Novas tradições de Natal

Tudo começou com uma ideia: e se decorássemos uma árvore de Natal na entrada do prédio?

A ideia concretizou-se numa carta, inserida num bonito envelope vermelho.  As mensageiras da boa notícia, duas meninas, distribuíram-nas, entregando-as em mão, correndo todas as 13 portas do prédio e partilhando o seu entusiasmo.

Estava fixado o evento:

Data: 1 Dez, 15:00.

Local: átrio do prédio

Ao longo dos dias que o antecederam, foram-se acumulando, na casa das meninas, todas as bolas, anjos, fitas e demais enfeites natalícios, trazidos pelas mãos dos vizinhos. Pouco a pouco, o sonho ganhava corpo, projetava-se em brilhantes detalhes de cor e forma. Os dias corriam decrescentes no calendário, enquanto os adornos se avolumavam nos sacos. Como ideias boas puxam boas ideias, entre os convivas alguém se lembrou de levar umas caipirinhas. Caipirinhas puxam aperitivos, atrás destes vieram os bolos, os sumos, os chocolates. Veio um vinho do Porto.

E à hora marcada, numa tarde de feriado, fria e chuvosa, as portas de cada um foram-se abrindo. Deixaram-se para trás as tristezas das notícias, as ânsias dos números, o desconhecimento do futuro próximo. Para trás ficou também a tarde de sofá e mantinha e a preguiça boa que nos assolava. Alguém faz a corrida às campainhas: já cá estamos. Elevadores inquietos num sobe e desce, uns antes, outros depois. Aos poucos, grande parte dos condóminos (poderíamos dizer que houve quórum) estava presente, e mesmo aqueles que por uma razão ou outra não puderam estar, participaram ainda assim com dádiva de ornamento.

Fazer uma árvore é um ritual. As meninas trouxeram a árvore e com a ajuda de todos, em breve a mesma estava montada. Os ramos iam-se compondo, abrindo as hastes, desencontrando-as dos contíguos. A pouco e pouco, abriam-se as ofertas dos vizinhos, embaladas ainda em caixas, a que se juntaram outras peças personalizadas ou pessoais. Bolas baças, brilhantes, de cores e tamanhos diversificados, anjos e duendes, fitas brilhantes ou de corações foram-se distribuindo, na sua diversidade, pelos ramos disponíveis. Para finalizar, luzes que brilhavam.

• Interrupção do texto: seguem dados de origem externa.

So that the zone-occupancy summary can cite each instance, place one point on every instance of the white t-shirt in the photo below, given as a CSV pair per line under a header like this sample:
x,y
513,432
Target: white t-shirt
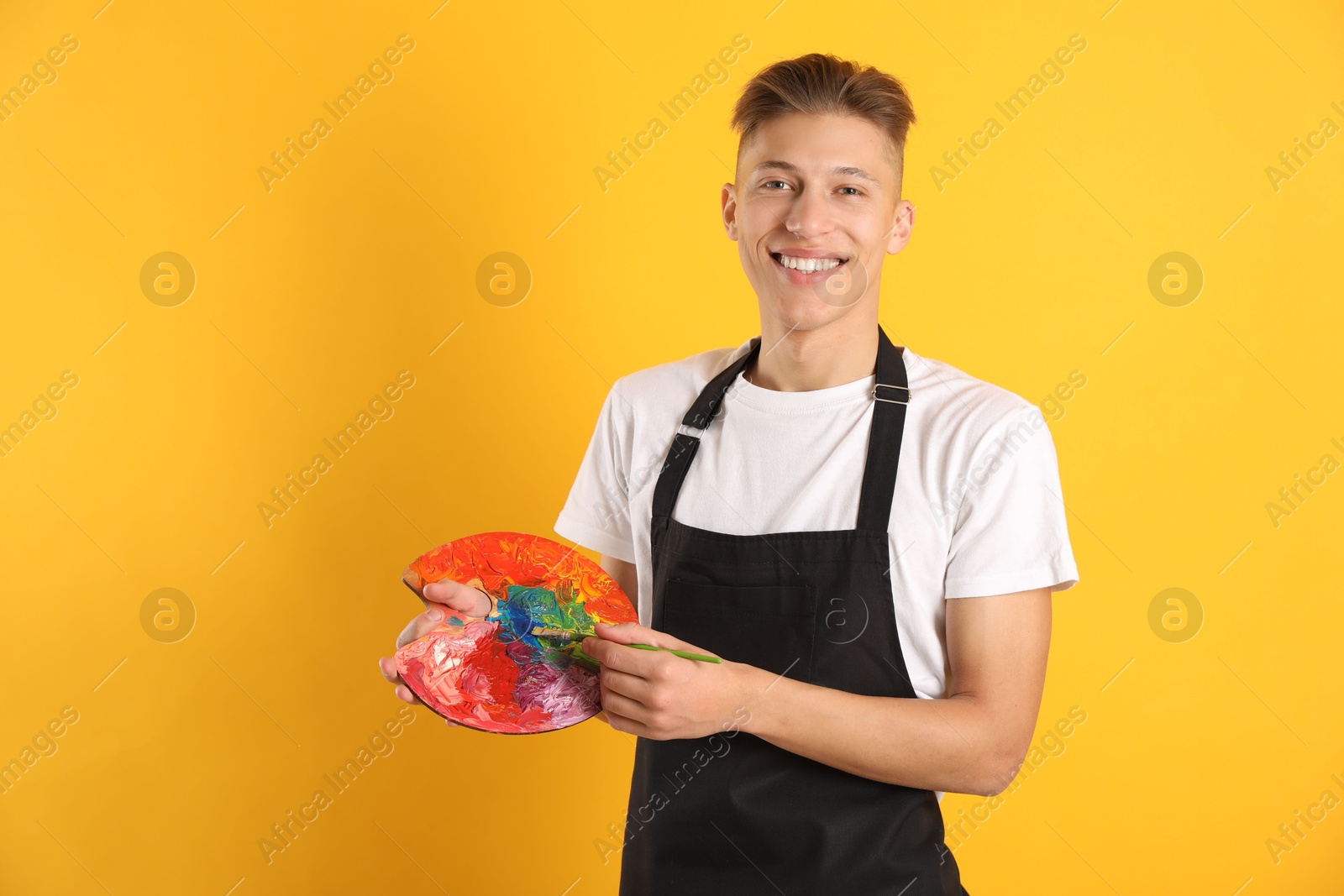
x,y
978,506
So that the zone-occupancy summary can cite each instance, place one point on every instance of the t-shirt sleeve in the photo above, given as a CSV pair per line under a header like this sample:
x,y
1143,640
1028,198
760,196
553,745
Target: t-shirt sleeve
x,y
597,512
1011,533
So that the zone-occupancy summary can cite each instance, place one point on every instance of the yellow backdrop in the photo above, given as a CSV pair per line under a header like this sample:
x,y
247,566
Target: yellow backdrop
x,y
1126,214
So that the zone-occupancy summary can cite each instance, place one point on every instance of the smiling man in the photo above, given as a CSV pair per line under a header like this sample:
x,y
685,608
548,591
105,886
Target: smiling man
x,y
866,537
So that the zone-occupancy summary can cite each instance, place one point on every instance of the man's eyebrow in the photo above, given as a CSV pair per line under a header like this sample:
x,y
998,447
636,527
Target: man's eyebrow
x,y
848,170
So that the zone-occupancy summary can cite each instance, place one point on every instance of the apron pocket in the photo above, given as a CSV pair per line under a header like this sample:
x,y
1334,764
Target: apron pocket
x,y
770,626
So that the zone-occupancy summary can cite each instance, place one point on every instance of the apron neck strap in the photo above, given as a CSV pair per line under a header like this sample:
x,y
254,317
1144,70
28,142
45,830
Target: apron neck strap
x,y
889,417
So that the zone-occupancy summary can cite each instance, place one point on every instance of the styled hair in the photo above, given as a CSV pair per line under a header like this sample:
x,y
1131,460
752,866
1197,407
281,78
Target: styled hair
x,y
823,83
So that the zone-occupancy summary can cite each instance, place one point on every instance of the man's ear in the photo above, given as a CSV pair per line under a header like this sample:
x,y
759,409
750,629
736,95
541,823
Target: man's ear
x,y
729,199
902,223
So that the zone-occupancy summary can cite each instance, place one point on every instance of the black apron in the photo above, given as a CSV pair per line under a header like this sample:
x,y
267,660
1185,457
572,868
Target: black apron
x,y
732,813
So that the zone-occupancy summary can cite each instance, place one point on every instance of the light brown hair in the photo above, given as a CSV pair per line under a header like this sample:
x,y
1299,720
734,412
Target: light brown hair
x,y
823,83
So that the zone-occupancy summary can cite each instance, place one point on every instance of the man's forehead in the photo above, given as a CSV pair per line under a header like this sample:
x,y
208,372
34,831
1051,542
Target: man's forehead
x,y
840,170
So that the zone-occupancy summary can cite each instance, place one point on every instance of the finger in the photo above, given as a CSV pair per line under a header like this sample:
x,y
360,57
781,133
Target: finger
x,y
421,626
624,683
628,726
635,633
617,656
461,598
622,705
389,668
407,694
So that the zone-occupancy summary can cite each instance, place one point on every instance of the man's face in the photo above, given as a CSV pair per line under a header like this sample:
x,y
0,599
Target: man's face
x,y
815,211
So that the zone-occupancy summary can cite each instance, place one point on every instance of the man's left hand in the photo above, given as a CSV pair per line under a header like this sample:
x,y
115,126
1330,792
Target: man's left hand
x,y
656,694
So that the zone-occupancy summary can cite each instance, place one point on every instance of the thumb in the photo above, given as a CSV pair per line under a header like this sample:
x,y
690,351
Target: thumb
x,y
635,633
461,598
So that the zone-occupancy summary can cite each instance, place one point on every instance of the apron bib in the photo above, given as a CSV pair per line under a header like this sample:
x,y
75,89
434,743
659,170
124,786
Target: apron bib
x,y
732,813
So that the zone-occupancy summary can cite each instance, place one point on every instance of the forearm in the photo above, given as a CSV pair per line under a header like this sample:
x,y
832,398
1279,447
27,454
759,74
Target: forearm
x,y
951,745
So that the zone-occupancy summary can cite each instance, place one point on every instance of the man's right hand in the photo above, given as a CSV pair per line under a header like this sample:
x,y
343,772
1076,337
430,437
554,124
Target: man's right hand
x,y
443,600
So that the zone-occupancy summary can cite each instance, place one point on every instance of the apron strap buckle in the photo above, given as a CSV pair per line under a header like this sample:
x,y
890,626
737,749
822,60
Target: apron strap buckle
x,y
902,392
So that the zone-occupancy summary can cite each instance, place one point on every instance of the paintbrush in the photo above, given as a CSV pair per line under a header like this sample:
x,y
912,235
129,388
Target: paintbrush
x,y
578,636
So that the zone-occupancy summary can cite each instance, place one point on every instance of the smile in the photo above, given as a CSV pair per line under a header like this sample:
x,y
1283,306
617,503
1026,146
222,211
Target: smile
x,y
808,271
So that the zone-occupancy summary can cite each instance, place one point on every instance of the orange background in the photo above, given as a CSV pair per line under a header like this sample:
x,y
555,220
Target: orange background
x,y
362,262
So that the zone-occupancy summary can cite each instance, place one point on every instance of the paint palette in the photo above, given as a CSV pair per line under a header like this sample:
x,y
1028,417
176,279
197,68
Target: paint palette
x,y
497,673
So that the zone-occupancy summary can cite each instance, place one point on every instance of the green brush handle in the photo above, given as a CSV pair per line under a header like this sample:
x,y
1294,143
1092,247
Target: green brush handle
x,y
685,654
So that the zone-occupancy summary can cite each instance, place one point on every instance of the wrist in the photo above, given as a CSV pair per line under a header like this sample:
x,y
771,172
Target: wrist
x,y
759,700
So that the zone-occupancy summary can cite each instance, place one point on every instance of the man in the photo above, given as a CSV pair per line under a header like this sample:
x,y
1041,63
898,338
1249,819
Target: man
x,y
885,637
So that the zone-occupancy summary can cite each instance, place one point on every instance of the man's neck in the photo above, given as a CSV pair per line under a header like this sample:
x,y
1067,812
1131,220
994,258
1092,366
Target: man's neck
x,y
797,360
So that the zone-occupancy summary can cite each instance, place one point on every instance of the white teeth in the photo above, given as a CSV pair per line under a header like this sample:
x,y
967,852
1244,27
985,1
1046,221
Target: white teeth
x,y
808,265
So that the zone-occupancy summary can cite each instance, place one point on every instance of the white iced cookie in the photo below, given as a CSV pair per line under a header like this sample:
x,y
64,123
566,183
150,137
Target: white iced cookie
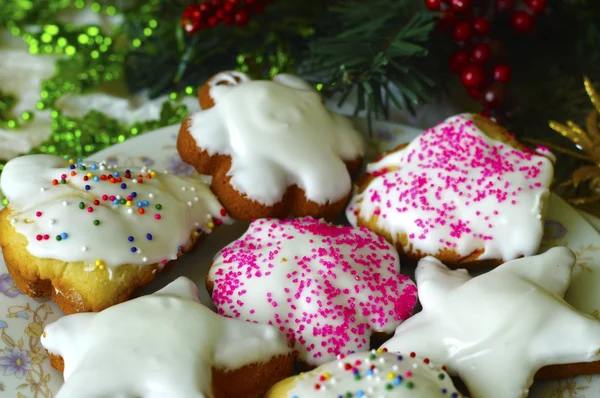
x,y
276,134
87,235
370,374
163,345
497,330
463,191
73,211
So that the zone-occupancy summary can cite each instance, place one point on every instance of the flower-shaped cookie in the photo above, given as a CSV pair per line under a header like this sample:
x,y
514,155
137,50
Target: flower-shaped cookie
x,y
497,330
272,148
165,345
328,288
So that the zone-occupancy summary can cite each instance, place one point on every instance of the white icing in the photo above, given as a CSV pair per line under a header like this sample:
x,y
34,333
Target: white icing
x,y
156,346
278,133
107,242
496,330
409,377
327,287
455,188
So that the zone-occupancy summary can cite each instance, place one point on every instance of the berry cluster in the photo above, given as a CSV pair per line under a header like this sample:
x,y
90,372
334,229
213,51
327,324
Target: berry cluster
x,y
477,62
210,13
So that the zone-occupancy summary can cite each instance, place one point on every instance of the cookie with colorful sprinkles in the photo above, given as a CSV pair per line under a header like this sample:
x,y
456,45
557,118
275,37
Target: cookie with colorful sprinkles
x,y
166,344
271,147
464,191
87,235
499,329
377,373
331,289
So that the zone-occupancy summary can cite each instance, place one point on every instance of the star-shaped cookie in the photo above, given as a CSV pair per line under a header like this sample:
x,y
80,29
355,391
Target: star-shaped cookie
x,y
496,330
165,345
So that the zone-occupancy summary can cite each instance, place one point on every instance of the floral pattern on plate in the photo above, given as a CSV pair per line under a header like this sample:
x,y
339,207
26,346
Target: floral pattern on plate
x,y
25,369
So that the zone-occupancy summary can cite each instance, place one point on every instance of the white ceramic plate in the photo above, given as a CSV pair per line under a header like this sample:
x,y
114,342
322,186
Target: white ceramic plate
x,y
25,370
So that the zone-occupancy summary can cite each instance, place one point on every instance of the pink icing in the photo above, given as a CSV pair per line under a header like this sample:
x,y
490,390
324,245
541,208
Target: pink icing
x,y
454,184
327,287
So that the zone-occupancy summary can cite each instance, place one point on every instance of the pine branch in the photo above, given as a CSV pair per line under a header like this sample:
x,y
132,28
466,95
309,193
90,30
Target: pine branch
x,y
372,54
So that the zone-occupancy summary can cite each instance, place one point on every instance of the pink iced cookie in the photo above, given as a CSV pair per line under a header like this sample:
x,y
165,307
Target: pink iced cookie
x,y
464,191
327,287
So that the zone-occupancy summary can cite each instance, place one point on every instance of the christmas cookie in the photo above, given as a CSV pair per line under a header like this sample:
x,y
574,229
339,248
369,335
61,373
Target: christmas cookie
x,y
272,148
464,191
165,345
329,288
87,235
497,330
370,374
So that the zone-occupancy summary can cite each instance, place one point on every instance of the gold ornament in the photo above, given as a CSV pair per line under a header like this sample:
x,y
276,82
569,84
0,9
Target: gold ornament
x,y
588,141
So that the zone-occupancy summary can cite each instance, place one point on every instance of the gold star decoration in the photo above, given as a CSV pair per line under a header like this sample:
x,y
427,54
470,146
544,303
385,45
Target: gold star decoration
x,y
588,141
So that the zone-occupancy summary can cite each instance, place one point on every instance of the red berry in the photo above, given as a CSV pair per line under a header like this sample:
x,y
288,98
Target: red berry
x,y
502,73
522,22
192,12
241,17
460,5
475,93
190,26
481,53
458,60
537,6
505,6
205,7
493,97
433,5
472,76
462,31
481,26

Víamos a chuva lá fora. Avistávamos alguns transeuntes, que através da transparência dos vidros, se apercebiam da azáfama, e sorriam. Uma ideia tão simples e, afinal, tão reconfortante. Riamo-nos, observando os vizinhos da rua que passavam, questionando-nos se seríamos exemplo contagioso. Comentámos as decorações luminosas de varandas próximas. Alguém perguntou se no dia seguinte ainda lá estaria tudo, ou se, contra todo o espírito natalício alguém levaria adornos. Gargalhámos muito, quando alguém, a brincar, expressou um voto muito pouco natalício:  vamos causar inveja aos outros vizinhos. Inveja da boa, claro.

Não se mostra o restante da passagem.